Journal of Materials Research and Technology (Sep 2022)
Enhanced room temperature fracture toughness of directionally solidified Nbss/Nb5Si3 in situ composites via Rhenium addition
Abstract
Using directional solidification technique, a series of Nb–Si in situ composites with nominal compositions of Nb–16Si–23Ti–4Cr–2Al-2Hf-xRe (x = 0, 0.1, 0.4, 0.6, at.%) were manufactured to investigate the phase constituent, microstructural evolution and room temperature fracture toughness. These four different alloys all consisted of Nbss, αNb5Si3 and γNb5Si3, while Rhenium was primarily partitioned in Nbss matrix.
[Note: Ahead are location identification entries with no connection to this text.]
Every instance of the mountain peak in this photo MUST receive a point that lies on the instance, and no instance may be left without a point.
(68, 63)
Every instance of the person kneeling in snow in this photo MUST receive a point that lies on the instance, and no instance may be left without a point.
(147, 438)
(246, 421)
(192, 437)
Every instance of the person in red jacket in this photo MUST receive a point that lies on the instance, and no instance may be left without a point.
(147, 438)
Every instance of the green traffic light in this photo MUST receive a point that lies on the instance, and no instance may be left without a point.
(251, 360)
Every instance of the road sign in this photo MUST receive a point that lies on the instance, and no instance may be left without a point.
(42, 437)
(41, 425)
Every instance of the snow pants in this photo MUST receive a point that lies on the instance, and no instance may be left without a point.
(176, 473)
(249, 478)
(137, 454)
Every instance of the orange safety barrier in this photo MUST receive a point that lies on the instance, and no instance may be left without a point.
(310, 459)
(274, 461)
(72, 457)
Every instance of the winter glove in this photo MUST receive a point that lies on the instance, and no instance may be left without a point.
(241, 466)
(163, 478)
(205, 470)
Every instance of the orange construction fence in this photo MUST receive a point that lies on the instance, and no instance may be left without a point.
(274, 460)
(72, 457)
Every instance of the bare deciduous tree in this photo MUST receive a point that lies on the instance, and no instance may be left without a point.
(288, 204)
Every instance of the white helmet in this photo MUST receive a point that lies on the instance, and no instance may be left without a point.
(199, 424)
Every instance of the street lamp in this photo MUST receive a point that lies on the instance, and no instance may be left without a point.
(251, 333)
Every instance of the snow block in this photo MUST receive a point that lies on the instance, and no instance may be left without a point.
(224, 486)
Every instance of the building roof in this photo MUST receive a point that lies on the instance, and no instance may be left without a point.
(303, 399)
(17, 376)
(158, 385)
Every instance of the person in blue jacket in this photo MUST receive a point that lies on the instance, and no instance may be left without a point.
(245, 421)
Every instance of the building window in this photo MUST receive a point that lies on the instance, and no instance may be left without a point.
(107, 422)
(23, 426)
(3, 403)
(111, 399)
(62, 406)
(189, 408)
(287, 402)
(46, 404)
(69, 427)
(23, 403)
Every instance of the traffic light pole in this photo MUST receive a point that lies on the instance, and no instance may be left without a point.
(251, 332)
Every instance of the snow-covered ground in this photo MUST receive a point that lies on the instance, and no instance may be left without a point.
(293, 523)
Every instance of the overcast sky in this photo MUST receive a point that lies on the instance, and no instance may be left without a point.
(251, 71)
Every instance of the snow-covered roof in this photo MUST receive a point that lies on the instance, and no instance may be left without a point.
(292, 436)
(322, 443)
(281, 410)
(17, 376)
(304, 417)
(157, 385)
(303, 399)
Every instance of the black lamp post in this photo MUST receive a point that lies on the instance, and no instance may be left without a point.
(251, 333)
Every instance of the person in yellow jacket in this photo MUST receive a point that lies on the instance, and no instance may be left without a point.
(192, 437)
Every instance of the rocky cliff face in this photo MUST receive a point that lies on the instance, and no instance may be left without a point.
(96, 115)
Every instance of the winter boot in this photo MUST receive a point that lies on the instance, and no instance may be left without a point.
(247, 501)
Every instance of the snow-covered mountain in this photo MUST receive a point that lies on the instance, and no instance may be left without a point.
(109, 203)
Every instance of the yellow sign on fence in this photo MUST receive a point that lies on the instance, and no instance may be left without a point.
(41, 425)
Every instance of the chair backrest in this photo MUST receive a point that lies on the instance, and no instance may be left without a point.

With further addition content of Re, the silicide got refinement firstly, its average size minimized to 4.68 μm in 0.4Re alloy; but that coarsened again in 0.6Re alloy which resulting in the maximum micro-hardness of 1627 HV. The ductile Nbss matrix in 0.4Re alloy exhibited best continuity and its volume fraction rose to 63.1%; that triggered more obvious microcrack, fracture step and crack bifurcation, especially interface decohesion during loading process, thus increasing the room temperature fracture toughness from 8.4 MPa m1/2 to 13.1 MPa m1/2. But the 0.6Re alloy had an adverse effect on room temperature plasticity due to higher proportion and larger size of silicide, then exerted perceptible constraint for ductile Nbss matrix. In order to better optimize the mechanical performance of Nb–Si based alloys, the alloying amount of Rhenium should be properly selected to circumvent its concentration-sensitive effect.